BG 5.10: Those who dedicate their actions to God, abandoning all attachment, remain untouched by sin, just as a lotus leaf is untouched by water.

Commentary

Both Hindu and Buddhist scriptures abound with analogies of the lotus flower. The word is used as a respectful appellation while describing various parts of God’s divine body. Hence charaṇ-kamal means “lotus-like feet,” kamalekṣhaṇa means “lotus-like eyes,” kar-kamal means “lotus-like hands,” etc.

Another word for the lotus flower is paṅkaj, which means “born from mud.” The lotus flower grows from the mud found at the bottom of the lake, yet it rises above the water and blossoms toward the sun. Thus, the lotus flower is often used in Sanskrit literature as an example of something that is born amidst the dirt, and rises above it while retaining its beautiful purity.

Further, the lotus plant has large leaves that float atop the water surface of the lake. Lotus leaves are used in Indian villages for plates, as they are waterproof, and liquid poured on them does not soak through, but runs off. The beauty of the lotus leaf is that, although the lotus owes its birth, growth, and sustenance to the water, the leaf does not permit itself to be wetted. Water poured on the lotus leaf runs off the side, due to the small hair growing on its surface.

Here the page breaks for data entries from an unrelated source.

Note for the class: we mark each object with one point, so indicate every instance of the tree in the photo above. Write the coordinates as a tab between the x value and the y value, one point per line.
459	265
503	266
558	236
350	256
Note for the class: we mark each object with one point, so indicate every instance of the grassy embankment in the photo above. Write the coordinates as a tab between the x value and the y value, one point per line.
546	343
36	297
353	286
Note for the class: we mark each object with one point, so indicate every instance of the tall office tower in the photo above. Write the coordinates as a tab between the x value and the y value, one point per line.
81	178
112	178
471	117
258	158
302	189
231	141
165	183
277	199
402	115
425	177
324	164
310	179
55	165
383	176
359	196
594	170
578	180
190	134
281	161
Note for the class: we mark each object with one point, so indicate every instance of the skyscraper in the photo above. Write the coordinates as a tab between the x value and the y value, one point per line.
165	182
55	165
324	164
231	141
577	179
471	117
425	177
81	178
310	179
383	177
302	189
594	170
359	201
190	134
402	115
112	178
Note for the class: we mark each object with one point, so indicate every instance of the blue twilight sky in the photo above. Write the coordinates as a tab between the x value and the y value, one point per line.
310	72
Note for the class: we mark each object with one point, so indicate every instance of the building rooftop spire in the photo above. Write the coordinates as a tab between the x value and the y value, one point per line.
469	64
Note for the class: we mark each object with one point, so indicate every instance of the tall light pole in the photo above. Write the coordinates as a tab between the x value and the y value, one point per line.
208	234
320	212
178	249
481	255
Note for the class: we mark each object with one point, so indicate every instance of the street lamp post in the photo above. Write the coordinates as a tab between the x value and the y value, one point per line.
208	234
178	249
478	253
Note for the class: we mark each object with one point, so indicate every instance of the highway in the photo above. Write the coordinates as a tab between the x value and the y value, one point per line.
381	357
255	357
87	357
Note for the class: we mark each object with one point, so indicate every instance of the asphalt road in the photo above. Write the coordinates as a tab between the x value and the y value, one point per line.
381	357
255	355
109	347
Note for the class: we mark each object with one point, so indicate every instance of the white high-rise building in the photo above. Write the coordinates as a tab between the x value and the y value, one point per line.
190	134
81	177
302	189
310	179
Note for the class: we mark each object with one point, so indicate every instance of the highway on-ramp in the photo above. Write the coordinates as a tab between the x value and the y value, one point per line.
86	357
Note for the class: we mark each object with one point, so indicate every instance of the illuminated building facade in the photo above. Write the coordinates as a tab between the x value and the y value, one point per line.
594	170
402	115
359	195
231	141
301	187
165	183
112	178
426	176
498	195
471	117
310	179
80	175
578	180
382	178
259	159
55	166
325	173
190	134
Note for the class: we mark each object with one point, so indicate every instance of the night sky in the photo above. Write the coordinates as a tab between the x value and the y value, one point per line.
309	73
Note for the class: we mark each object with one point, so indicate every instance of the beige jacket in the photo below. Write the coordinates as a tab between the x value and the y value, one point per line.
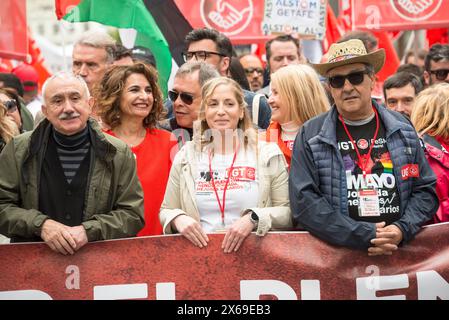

With the help of the beautiful analogy of the lotus leaf, Shree Krishna says that just as it floats atop the surface of the lake, but does not allow itself to be wetted by the water, similarly, the karm yogis remain untouched by sin, although performing all kinds of works, because they perform their works in divine consciousness.